J'ai dit l'essentiel de ce que je voulais dire en introduction et bien sûr, je répondrais ensuite à toutes les questions. Je vous remercie de votre attention.

M. Jean-Jacques HYEST - Merci, Madame la présidente. Monsieur le président de l'AFEP, vous avez la parole.

M. Jean-Martin FOLZ, président de l'AFEP - Merci, Monsieur le président. Je dirai peu de mots car Laurence Parisot a brossé de façon très complète le cadre dans lequel nous nous plaçons. Je voudrais peut-être le compléter sur trois points.
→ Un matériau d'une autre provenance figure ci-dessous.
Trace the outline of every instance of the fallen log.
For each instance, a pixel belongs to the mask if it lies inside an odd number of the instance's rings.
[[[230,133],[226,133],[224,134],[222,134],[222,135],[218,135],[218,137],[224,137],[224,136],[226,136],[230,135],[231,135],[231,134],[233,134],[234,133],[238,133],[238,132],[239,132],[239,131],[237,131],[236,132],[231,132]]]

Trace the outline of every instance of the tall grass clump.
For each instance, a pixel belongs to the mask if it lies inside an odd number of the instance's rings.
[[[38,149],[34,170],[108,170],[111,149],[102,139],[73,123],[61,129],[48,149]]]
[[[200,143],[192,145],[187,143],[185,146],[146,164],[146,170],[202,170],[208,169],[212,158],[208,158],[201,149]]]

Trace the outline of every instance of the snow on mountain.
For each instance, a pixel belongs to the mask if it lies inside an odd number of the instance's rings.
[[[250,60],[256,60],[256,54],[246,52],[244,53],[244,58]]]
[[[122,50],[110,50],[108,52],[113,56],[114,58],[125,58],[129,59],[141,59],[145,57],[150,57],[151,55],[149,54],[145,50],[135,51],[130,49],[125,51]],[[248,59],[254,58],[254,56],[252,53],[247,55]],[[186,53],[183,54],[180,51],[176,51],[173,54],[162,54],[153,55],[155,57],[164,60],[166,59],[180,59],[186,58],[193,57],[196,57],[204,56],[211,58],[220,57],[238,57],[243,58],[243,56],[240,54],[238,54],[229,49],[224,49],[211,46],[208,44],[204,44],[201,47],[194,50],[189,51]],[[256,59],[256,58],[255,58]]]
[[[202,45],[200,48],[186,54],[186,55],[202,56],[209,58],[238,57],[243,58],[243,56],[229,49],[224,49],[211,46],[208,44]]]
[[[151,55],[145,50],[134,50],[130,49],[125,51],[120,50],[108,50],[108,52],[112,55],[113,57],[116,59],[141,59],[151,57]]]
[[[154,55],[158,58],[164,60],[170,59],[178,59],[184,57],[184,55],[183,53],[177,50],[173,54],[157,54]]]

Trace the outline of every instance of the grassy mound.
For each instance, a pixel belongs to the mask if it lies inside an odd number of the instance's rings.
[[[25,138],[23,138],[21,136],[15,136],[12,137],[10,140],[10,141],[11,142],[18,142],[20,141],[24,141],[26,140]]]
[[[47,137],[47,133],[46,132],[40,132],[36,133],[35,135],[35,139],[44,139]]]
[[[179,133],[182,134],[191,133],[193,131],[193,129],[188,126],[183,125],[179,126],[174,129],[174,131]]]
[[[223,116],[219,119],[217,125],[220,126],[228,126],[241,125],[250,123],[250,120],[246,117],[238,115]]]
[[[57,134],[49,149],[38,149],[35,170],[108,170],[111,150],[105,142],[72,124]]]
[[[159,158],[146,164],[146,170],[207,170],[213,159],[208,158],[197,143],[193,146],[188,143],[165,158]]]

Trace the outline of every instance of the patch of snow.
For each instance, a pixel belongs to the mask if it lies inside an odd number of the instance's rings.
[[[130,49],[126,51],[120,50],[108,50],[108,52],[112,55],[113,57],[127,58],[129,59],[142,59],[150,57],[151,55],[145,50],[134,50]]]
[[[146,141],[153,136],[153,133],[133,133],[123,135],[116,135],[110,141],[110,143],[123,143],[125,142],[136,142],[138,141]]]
Laurence Parisot vous a rappelé que cette action des entreprises s'inscrivait dans le temps, puisque, comme elle l'a dit, depuis 1995 et le premier rapport Viénot, les entreprises se sont préoccupées de leur gouvernance. Je dirais que cette action des entreprises s'inscrit aussi dans l'espace. La France n'est pas isolée dans l'ensemble des pays européens : ce sont bien des codes d'auto-gouvernance des entreprises qui régissent la pratique des conseils d'administration. L'utilité de ces codes a été reconnue par l'Union européenne et par votre assemblée, puisque dans la loi du 3 juillet 2008 portant diverses dispositions d'adaptation du droit des sociétés au droit communautaire, vous avez fait référence à ces codes de gouvernance comme le standard sur lequel les sociétés doivent s'étalonner pour régler leur fonctionnement interne. C'est donc une opération qui existe depuis longtemps, qui existe dans l'espace, et dans laquelle, je crois avoir entendu le président Jouyet le dire tout à l'heure, la France est tout à fait en ligne et en pointe. Je crois qu'il n'existe pas d'autres pays européens dans lesquels des recommandations aussi précises, aussi rigoureuses et appelant à autant de transparence, ont été établies.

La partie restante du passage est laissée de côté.